Der arabisch-israelische Doktor
Achmed Eid ist Spezialist für Lebertransplantationen und hat schon
mehreren Juden das Leben gerettet. Sie schreiben ihm noch heute. In der
Kantine schwärmt er vom jüdisch-arabischen Ärzte-Kollektiv als
"Dream-Team im Heiligen Land". Doktor George Backleh, ein christlicher
Palästinenser aus Ost-Jerusalem, ist Assistenzarzt in der HNO- Abteilung
und wird als einziger Arabisch Sprechender auf der Station oft zum
Übersetzen gebraucht.
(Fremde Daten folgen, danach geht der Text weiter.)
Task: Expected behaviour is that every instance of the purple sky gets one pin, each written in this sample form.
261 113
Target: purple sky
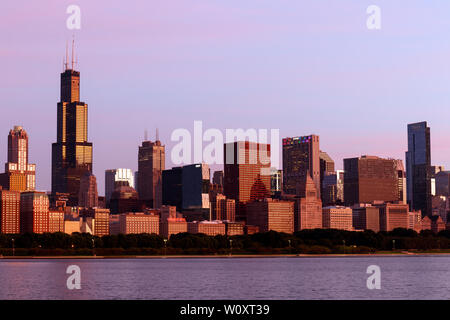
300 66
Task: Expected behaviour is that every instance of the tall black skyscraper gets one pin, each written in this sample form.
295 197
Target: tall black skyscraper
418 168
72 153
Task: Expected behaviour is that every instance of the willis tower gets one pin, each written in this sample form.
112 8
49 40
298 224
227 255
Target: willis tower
71 153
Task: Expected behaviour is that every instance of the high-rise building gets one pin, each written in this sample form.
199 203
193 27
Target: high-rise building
418 168
195 186
55 221
393 215
115 178
370 178
307 206
276 182
151 163
223 208
125 199
366 217
301 156
19 174
72 153
88 195
9 211
326 168
271 214
218 178
34 207
246 173
333 188
173 187
443 183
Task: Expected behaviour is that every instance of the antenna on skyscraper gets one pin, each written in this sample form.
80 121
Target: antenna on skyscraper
73 44
67 55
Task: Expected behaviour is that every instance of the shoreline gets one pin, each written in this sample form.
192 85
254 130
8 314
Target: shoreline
237 256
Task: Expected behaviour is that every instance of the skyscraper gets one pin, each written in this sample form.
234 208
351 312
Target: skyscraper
72 153
115 178
370 178
9 211
418 168
151 163
19 174
246 173
301 156
88 196
34 207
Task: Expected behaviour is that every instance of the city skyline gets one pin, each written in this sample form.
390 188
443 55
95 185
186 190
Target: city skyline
422 98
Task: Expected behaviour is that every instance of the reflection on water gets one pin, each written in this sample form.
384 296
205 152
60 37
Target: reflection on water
413 277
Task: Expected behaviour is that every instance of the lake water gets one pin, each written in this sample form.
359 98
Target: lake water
408 277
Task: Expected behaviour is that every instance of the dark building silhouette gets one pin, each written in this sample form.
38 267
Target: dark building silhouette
125 199
19 174
151 164
369 179
72 153
172 185
246 173
301 156
418 168
218 178
88 196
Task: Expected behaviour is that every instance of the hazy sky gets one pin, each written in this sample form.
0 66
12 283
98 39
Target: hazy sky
299 66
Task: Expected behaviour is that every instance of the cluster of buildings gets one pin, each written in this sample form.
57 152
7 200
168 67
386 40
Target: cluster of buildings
247 196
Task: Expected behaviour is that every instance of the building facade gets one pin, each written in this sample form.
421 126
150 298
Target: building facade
270 214
418 168
369 179
34 207
151 163
115 178
20 175
9 211
71 153
301 157
88 195
246 173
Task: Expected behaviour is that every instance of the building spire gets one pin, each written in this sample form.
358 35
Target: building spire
73 45
67 56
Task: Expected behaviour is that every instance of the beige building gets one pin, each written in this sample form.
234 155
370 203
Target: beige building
172 226
366 217
137 223
337 218
210 228
270 214
393 215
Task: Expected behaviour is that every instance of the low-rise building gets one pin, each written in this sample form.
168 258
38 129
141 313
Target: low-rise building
137 223
210 228
337 218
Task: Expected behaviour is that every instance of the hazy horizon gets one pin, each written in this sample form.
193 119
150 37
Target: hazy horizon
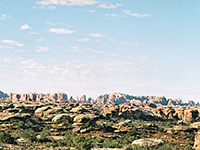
94 47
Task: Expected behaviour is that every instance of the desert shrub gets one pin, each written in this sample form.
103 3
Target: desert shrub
111 144
78 142
20 125
99 140
6 137
29 134
51 144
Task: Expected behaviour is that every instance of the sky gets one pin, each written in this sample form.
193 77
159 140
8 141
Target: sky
94 47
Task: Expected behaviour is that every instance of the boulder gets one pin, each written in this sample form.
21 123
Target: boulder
147 142
197 141
39 112
195 125
58 117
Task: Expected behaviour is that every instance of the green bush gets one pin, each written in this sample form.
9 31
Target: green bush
5 137
45 132
165 147
20 125
29 134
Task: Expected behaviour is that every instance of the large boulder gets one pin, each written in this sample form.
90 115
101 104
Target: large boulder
40 111
59 117
197 141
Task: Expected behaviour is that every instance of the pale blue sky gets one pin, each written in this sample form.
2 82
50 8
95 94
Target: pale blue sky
92 47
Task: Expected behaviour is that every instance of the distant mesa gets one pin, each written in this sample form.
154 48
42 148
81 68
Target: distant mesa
3 95
106 99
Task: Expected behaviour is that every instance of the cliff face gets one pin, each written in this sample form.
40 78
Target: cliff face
3 95
118 98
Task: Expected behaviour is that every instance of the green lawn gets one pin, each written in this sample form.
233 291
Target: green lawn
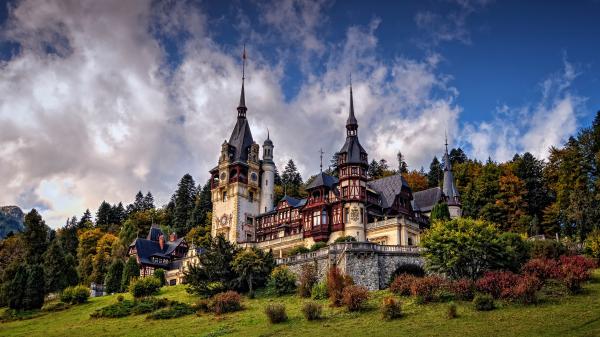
572 316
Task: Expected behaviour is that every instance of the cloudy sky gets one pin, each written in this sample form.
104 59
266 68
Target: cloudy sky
100 99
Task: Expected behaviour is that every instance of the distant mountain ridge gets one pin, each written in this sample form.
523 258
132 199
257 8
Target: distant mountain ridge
11 220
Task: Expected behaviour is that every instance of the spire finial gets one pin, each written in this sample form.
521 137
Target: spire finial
242 106
321 154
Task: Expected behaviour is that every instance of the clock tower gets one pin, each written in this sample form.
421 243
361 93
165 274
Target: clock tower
235 182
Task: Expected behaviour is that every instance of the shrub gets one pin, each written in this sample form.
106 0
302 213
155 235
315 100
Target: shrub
402 284
498 284
336 282
75 295
526 289
409 268
176 309
354 297
543 269
319 291
390 308
308 278
299 250
317 246
546 249
483 302
282 281
149 305
160 275
144 287
202 305
312 310
452 311
56 306
229 301
119 309
462 289
428 289
574 271
276 313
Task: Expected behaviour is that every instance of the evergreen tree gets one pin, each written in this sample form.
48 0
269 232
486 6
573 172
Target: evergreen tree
35 237
86 220
436 172
130 271
114 277
148 201
292 180
55 267
184 204
71 270
14 290
34 288
104 216
102 258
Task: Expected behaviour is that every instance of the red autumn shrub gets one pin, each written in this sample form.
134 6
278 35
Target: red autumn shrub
427 288
462 289
402 284
497 283
354 297
525 290
574 271
336 282
543 269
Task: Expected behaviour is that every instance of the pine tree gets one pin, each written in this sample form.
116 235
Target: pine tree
34 288
184 204
14 290
435 173
114 277
148 201
55 268
35 237
130 271
86 220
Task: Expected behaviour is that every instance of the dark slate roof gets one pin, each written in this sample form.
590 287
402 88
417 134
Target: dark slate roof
353 148
388 188
425 200
293 202
154 233
322 179
241 140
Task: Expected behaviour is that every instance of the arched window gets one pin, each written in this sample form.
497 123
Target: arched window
324 217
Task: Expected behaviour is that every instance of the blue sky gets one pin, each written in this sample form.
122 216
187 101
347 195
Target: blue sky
101 99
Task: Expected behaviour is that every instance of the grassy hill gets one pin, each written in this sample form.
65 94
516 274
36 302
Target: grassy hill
570 316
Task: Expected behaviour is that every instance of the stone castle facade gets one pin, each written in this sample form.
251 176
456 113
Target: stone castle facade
382 211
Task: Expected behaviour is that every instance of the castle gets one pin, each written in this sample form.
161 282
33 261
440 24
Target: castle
383 211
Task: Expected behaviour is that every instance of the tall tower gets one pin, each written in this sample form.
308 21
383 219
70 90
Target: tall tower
267 185
352 165
235 186
449 188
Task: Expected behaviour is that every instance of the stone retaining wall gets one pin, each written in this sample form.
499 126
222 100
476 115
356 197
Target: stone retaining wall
370 265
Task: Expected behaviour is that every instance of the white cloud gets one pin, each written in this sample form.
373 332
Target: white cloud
534 127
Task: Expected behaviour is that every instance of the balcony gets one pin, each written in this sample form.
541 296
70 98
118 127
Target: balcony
280 241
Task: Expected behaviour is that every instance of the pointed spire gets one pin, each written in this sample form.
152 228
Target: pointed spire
242 106
351 123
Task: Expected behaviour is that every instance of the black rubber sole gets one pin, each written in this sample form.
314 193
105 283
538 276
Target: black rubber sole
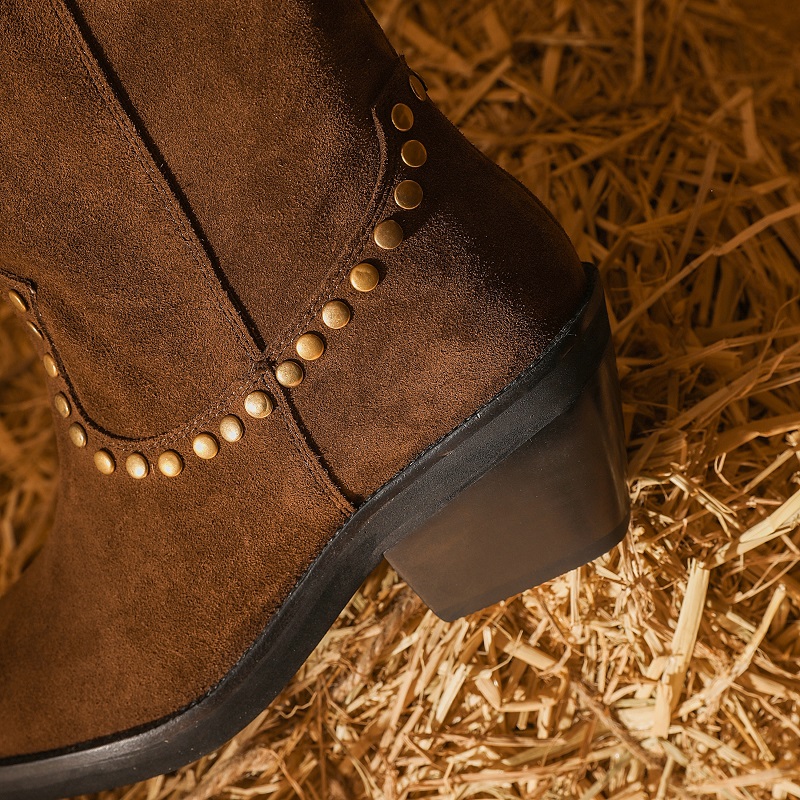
530 486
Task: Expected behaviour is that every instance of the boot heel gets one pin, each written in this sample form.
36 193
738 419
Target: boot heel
555 502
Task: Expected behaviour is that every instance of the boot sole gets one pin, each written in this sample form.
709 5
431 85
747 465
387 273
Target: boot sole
530 486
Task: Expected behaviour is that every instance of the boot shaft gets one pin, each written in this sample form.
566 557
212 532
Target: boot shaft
188 187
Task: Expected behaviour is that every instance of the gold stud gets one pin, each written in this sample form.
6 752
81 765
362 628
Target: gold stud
77 434
50 366
170 464
364 277
258 405
205 446
418 87
309 346
387 234
137 466
62 404
231 428
289 373
408 194
413 153
402 117
335 314
17 301
104 461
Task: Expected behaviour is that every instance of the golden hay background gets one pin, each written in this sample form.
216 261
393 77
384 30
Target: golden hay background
665 136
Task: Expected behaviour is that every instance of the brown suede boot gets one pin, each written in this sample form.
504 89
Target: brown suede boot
292 322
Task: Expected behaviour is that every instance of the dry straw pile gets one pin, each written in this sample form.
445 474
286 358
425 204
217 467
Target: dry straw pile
664 134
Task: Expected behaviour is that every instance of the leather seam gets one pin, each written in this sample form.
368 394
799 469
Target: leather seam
134 146
380 197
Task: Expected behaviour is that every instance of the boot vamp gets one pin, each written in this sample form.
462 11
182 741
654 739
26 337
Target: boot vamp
148 592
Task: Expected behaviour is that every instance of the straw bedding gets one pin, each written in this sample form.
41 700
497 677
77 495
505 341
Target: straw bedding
664 135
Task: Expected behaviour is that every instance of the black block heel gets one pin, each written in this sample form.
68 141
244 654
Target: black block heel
552 499
529 486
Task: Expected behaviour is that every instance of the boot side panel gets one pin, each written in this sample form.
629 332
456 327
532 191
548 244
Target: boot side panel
128 299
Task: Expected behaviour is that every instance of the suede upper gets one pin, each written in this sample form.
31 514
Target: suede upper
182 188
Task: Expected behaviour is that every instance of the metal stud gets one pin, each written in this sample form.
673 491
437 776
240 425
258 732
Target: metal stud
289 373
402 117
170 464
77 434
335 314
137 466
50 366
205 446
104 462
309 346
258 405
387 234
408 194
418 87
17 301
364 277
62 404
231 428
413 153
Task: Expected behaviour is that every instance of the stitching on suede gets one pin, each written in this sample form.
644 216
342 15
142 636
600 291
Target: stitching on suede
129 134
380 199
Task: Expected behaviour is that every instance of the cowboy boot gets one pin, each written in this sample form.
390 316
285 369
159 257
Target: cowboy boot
291 322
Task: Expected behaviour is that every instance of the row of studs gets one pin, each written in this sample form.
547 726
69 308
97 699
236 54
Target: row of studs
364 277
205 445
309 346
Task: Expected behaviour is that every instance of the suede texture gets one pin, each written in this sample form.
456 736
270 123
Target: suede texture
182 187
148 592
88 219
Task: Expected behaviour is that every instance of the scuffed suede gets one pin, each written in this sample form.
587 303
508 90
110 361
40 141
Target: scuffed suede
148 592
182 187
261 111
482 281
123 285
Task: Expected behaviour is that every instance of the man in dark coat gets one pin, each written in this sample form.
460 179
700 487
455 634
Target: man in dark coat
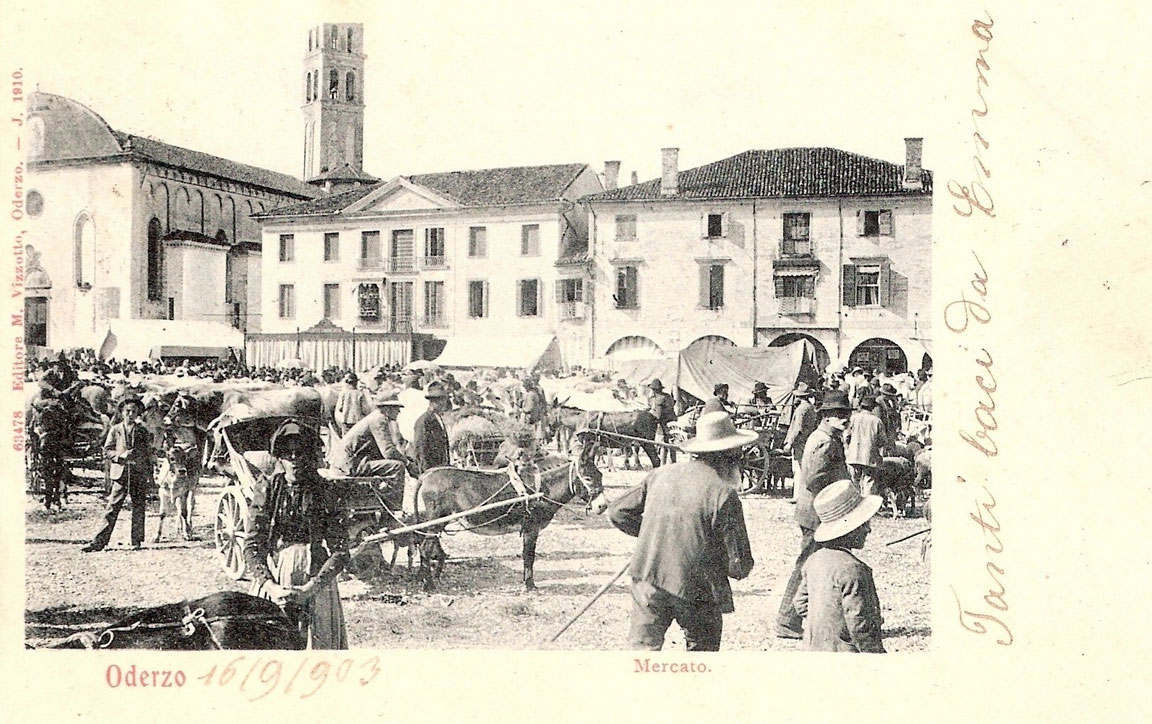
664 408
836 594
803 423
430 442
691 538
823 465
128 449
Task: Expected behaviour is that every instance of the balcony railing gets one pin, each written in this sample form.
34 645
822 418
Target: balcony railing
394 265
796 304
796 247
571 310
393 325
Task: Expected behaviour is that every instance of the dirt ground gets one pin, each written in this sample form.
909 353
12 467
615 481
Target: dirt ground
480 601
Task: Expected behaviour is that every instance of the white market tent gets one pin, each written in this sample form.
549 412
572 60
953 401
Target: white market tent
144 339
540 352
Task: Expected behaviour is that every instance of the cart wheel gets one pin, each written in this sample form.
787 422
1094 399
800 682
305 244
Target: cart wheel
230 532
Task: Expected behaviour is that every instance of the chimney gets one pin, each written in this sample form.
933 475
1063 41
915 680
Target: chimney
914 153
668 172
611 174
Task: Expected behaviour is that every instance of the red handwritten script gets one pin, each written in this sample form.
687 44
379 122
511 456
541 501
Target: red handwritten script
976 195
969 316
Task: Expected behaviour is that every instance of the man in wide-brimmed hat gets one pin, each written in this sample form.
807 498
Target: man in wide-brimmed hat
821 465
803 423
664 408
430 440
691 538
374 446
836 594
128 450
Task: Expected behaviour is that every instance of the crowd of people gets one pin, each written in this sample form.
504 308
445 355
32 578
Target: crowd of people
687 515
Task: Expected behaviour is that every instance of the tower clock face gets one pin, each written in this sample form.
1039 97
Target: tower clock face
36 135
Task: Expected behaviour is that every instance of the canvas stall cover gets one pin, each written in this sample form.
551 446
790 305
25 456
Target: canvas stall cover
135 339
779 368
530 352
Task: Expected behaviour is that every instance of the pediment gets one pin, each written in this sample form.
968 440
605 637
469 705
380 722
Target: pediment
401 195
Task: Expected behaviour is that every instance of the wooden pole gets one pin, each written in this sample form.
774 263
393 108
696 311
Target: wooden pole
588 605
445 519
908 536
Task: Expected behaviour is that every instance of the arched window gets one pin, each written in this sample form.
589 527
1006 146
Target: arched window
154 261
84 251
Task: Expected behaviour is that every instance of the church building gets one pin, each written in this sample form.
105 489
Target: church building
126 227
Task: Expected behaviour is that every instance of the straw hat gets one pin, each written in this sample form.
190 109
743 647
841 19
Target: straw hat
386 398
715 431
841 510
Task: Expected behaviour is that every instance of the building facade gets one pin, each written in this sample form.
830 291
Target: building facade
127 227
467 257
765 248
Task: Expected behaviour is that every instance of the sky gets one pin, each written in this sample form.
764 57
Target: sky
455 85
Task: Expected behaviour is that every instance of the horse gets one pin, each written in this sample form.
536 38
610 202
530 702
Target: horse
224 620
565 422
444 491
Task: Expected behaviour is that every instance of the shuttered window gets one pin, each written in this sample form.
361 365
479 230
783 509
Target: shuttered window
873 223
627 288
712 286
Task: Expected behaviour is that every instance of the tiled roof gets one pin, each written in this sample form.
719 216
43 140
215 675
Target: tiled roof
321 205
195 160
494 187
345 173
780 173
490 187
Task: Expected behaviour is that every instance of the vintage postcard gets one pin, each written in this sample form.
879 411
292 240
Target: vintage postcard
623 357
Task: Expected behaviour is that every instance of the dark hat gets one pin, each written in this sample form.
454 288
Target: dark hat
835 400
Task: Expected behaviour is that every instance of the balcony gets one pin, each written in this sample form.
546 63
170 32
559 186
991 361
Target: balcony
392 325
794 306
571 310
394 265
796 248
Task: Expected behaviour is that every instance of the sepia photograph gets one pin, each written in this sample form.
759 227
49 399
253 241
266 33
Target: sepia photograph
339 338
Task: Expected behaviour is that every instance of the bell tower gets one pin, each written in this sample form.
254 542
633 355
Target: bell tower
333 98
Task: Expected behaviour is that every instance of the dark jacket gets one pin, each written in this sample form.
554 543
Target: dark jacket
430 442
128 451
803 422
691 533
838 596
823 465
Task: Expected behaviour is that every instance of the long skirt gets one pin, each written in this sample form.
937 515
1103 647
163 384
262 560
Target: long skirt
321 618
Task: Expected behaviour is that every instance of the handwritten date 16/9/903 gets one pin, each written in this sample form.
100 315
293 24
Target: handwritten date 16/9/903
260 677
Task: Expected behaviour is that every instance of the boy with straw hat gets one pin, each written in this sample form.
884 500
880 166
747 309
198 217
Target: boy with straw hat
836 594
691 538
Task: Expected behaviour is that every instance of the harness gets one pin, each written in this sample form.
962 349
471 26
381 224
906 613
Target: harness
189 624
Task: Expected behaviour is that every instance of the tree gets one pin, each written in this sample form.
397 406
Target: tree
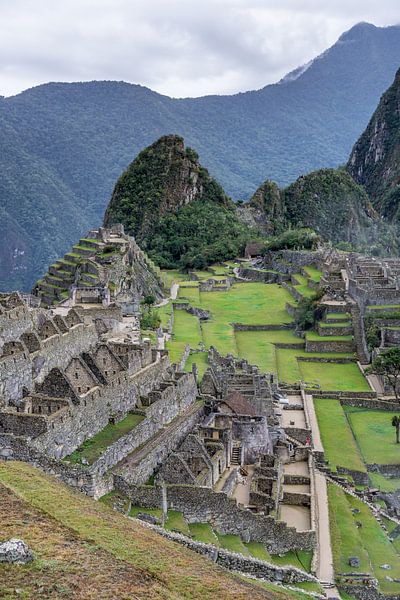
396 423
387 364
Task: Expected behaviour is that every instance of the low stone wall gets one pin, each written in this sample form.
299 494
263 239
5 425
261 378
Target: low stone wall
202 505
157 453
230 483
370 404
296 499
329 346
301 435
327 331
339 395
390 471
244 327
364 592
338 361
15 448
157 415
238 562
291 478
260 275
359 478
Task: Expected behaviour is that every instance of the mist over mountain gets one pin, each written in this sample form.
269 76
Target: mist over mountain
64 145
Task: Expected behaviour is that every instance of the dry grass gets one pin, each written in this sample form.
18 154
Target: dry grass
85 550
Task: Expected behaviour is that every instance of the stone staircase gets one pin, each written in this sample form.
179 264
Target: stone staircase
236 455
Viele jüdische Patienten, sagt er voller Stolz
kurz vor der Mandeloperation an einer israelischen Soldatin, "bestehen
darauf, nur von mir behandelt zu werden".
Der jüdische Kinderfacharzt
Menachem Bitan erzählt, auf seiner Station liege ein siebenjähriger
jüdischer Junge zusammen mit einem gleichaltrigen Palästinenser. Der
Körper des jüdischen Jungen sei durch einen palästinensischen
Selbstmordanschlag völlig verbrannt, der palästinensische Junge litte an
einem schweren Herzklappenfehler. Die Familien der beiden Jungen treffen
sich jeden Tag, reden, bringen sich etwas zu essen mit, die Väter
rauchen Zigaretten auf dem Krankenhausbalkon.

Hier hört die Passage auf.